Passei esta manhã pela Escola Portuguesa para tratar de assuntos relacionados com os meus petizes, e por coincidência, passei por lá durante o recreio. Como são diferentes os miúdos de hoje, e como brincam de forma tão diferente da nossa. Como tanta coisa mudou. Continuam a correr, a soltar, aos empurrões, a gastar toda aquela energia tão característica da idade.

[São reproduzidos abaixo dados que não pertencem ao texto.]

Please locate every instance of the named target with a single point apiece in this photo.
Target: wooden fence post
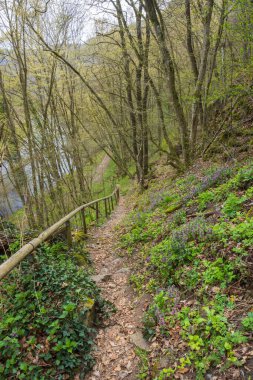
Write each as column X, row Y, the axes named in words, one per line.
column 109, row 205
column 84, row 221
column 106, row 211
column 97, row 214
column 68, row 233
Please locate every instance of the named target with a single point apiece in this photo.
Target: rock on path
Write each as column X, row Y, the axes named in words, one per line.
column 115, row 353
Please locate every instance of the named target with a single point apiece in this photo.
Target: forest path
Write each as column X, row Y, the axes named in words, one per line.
column 115, row 354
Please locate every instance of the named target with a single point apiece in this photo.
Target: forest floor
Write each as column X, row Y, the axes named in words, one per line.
column 101, row 168
column 115, row 353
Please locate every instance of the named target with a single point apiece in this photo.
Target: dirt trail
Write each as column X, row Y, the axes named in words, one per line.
column 115, row 355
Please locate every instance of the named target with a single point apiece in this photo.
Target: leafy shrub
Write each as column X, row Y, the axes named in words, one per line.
column 232, row 205
column 247, row 322
column 45, row 308
column 218, row 272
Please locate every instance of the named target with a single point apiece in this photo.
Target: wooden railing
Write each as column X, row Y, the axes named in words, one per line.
column 16, row 258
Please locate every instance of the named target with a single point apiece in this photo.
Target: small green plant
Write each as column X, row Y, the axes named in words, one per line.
column 232, row 205
column 247, row 322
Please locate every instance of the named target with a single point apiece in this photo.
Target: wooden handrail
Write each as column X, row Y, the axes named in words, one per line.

Vê-los a brincar trouxe-me recordações giras, de crescer num Portugal pós-PREC, cheio de pequenas maravilhas e singularidades que me fazem pensar que os jovens de hoje podem até ter a vida mais facilitada, mas se calhar não são assim tão felizes.

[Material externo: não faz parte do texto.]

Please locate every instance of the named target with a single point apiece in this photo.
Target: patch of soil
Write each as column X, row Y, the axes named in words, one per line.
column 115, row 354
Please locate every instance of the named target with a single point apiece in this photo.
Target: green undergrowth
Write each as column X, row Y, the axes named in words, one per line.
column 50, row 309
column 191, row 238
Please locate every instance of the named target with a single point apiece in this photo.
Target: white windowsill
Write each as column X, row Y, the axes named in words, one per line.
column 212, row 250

Não gosto de parecer paternalista ou saudosista, de achar que a minha infância foi melhor do que as que me antecederam ou sucederam, mas penso que tive realmente muita sorte em ter crescido nos anos 80, e ter já durante a idade adulta assistir às maravilhas daquilo que chamávamos "o futuro". A autoestrada da informação, o evento da internet, dos telemóveis, dos iPod, etc. Há velhos que nem sabem o que é um walkman, quanto mais um iPod. No que toca a crises e guerras, estas que temos hoje batem muito mais levemente que as do passado, graças à imensidão de informação - quase ao segundo -, das previsões, das soluções, tudo parece muito melhor.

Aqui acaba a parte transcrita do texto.